I have addressed the European refugee crisis in other articles. The crisis is a direct consequence of the U.S. government’s interventionist foreign policy in the Middle East, including its regime-change operations in Iraq, Libya, Syria, and elsewhere.
Whenever socialism or interventionism creates chaos and crises, the proponents of socialism and interventionism cry, “What’s the libertarian solution to fixing the mess our policies have caused?” But as I have pointed out over the years, libertarianism doesn’t purport to fix the messes produced by socialism, interventionism, and imperialism. It is a philosophy of liberty, one that protects the right of people to live their lives any way they choose, so long as their conduct is peaceful.
Having said that, however, as I have written before, yes, people in the Middle East have the absolute right to flee the chaos, death, and destruction that the U.S. death machine has wreaked in the Middle East. They have a right to seek to preserve their lives and to pursue happiness by moving to other places. The fact that people are dying on the high seas trying to escape the horror is a direct consequence of both foreign interventionism and immigration controls.
Flag writes: “At very few points in its history has the United States held a libertarian position.”

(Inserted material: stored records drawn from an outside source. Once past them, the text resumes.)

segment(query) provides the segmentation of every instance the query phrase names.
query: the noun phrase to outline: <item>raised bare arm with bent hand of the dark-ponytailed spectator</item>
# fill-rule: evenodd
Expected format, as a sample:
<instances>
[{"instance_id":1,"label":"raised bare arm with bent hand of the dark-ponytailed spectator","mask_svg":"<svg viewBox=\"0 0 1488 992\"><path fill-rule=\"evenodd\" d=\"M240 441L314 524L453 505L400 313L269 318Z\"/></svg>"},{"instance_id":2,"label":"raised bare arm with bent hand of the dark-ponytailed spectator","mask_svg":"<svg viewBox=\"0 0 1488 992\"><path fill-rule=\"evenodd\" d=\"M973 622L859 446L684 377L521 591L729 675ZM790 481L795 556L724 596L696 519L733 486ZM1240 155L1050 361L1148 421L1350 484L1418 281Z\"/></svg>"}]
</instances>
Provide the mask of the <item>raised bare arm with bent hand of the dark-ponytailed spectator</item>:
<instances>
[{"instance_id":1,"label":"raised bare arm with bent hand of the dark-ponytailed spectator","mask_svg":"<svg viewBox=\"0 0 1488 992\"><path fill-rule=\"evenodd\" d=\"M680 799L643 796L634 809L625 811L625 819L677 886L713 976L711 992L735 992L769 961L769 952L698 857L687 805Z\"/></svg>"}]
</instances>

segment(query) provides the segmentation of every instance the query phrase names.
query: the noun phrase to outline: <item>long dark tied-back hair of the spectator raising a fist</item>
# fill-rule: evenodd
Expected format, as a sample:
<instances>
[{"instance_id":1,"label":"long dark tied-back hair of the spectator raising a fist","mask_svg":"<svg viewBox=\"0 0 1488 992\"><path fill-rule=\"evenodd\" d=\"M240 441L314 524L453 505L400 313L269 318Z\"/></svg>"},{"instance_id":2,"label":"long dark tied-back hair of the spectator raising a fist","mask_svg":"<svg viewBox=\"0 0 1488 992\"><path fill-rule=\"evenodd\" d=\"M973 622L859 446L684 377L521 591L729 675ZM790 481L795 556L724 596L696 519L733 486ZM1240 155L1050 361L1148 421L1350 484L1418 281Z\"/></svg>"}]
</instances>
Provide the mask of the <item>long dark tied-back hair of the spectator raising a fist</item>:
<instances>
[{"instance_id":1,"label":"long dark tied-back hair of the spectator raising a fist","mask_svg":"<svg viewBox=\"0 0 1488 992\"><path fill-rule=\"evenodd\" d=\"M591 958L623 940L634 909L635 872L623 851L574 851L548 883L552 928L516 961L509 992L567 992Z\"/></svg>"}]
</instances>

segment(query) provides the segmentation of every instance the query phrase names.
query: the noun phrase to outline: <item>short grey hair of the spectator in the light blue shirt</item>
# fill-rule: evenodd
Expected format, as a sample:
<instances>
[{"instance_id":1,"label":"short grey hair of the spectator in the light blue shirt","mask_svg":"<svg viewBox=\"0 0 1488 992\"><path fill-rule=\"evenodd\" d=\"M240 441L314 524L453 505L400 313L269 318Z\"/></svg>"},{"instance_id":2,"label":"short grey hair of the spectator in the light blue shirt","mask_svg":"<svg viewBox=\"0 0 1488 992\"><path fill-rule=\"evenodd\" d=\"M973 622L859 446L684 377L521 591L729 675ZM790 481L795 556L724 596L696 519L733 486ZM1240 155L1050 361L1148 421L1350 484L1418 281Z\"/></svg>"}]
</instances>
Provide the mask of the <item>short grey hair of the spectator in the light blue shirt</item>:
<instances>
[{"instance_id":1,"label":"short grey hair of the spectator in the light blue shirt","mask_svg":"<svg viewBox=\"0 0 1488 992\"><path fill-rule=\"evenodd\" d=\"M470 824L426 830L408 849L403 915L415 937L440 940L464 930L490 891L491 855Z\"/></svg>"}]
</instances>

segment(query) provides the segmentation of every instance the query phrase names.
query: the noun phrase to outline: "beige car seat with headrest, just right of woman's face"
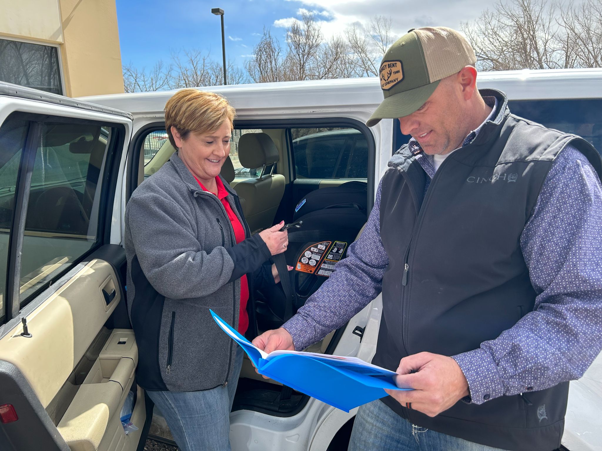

Well, one of those “few points” is relevant — the fact that the United States had open borders throughout much of the 19th century. America had sent a message to the world: If you are suffering under tyranny, oppression, or starvation and are able to escape, know that there is one country where you can come whose government will not forcibly repatriate you to your country of origin. It was that policy of open borders that saved and improved the lives of millions of immigrants and raised the standard of living of the American people. It was that policy of open borders that inspired Emma Lazarus to write her famous poem welcoming to America the homeless, the tempest tossed, the wretched refuse of Europe’s shores. Ironically, the poem is still posted at the base of the Statue of Liberty.